Andrée ha vinto la sua scommessa, riuscendo a creare una nuova sala, un ambiente ovattato che assomiglia stranamente a quello di prima. C’è l’imprescindibile rosso spiccatamente “Crazy”, declinato in un velluto cangiante e delicato, mentre il tappeto sul pavimento della sala riporta il motivo d’epoca, rifatto identico. Tutti i box e i palchi dispongono di tavolini per servire, nel secchiello per il ghiaccio, lo champagne cuvée speciale “Crazy”. I muri, infine, sono stati arretrati di un metro e mezzo per fare spazio, accanto al bar, alla nuova sala regia frontale, che controlla l’aggiornato impianto sonoro e un vero video proiettore ad alta definizione, automatizzato.
Risultato: un’atmosfera più conviviale e “dinamica”, e il personale più motivato che mai.
L’interno dell’edificio dove ha sede il Crazy è un autentico labirinto. I corridoi, spesso molto stretti, si susseguono in un modo che rende facile perdersi. Sul fondo della sala, situata nel seminterrato, una porta conduce al sacro ufficio del fondatore, il quale lì creava e riceveva gli amici e le celebrità che ogni sera erano nel suo locale: Aristotele Onassis, Al Pacino, Stavros Niarchos, Ennio Morricone, Diego Maradona, John Huston, Rudolf Nureyev, John Kennedy, Otto Preminger... A un bivio, una scala a chiocciola porta direttamente nei recessi del Crazy, dove il pubblico non è ammesso.
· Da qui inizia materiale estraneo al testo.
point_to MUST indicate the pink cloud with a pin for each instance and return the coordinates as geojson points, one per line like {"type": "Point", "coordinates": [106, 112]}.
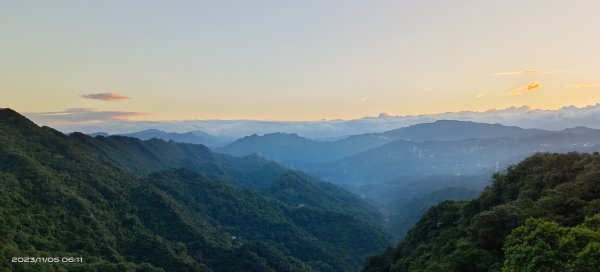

Qui tutto è su misura: gli uffici, la sala di danza, i camerini, stretti e intimi; una bilancia ricorda con humour che non sono permessi chili di troppo: si deve mantenere il peso d’ingresso, quello ideale.
«Al Cirque ho imparato che non si deve riposare sugli allori, “never ever”. La volontà è l’essenza stessa del Crazy», continua Andrée, che nell’estate 2008 ha contattato il coreografo e regista francese Philippe Decouflé, al quale si deve l’attuale rivista “Désirs”. «Ci vogliono quattro mesi per trasformare il linguaggio del corpo di una ballerina classica in quello di una “Crazy girl”». Quali sono le condizioni imprescindibili? «Deve adottare il look “Crazy”, cioè pettinatura con frangia, ciglia finte, occhi bistrati e labbra carnose rosso “Crazy”. Poi c’è il portamento, la postura della testa e della schiena, che deve adeguarsi al linguaggio coreografico degli show». Ma è anche una questione di stato mentale: «In un certo senso, ci piace prendere delle cose e stravolgerle, come accadrebbe se un amministratore delegato donna si spogliasse per far risalire i titoli in borsa. Le ragazze devono avere il carattere giusto per entrare in un personaggio. Una Christine Dupont, ad esempio, può divenire Zula Zazou o Nooka Karamel... Creiamo emozioni, sguardi, movimento, e tutto questo diventa lo show. Non siamo ancora al cento per cento: è un processo di crescita organico, ha tempi fisiologici». Si direbbe che la prima a essere infettata dal “Crazy virus” sia stata proprio Andrée. Che conclude: «È chiaro che non sono ancora guarita».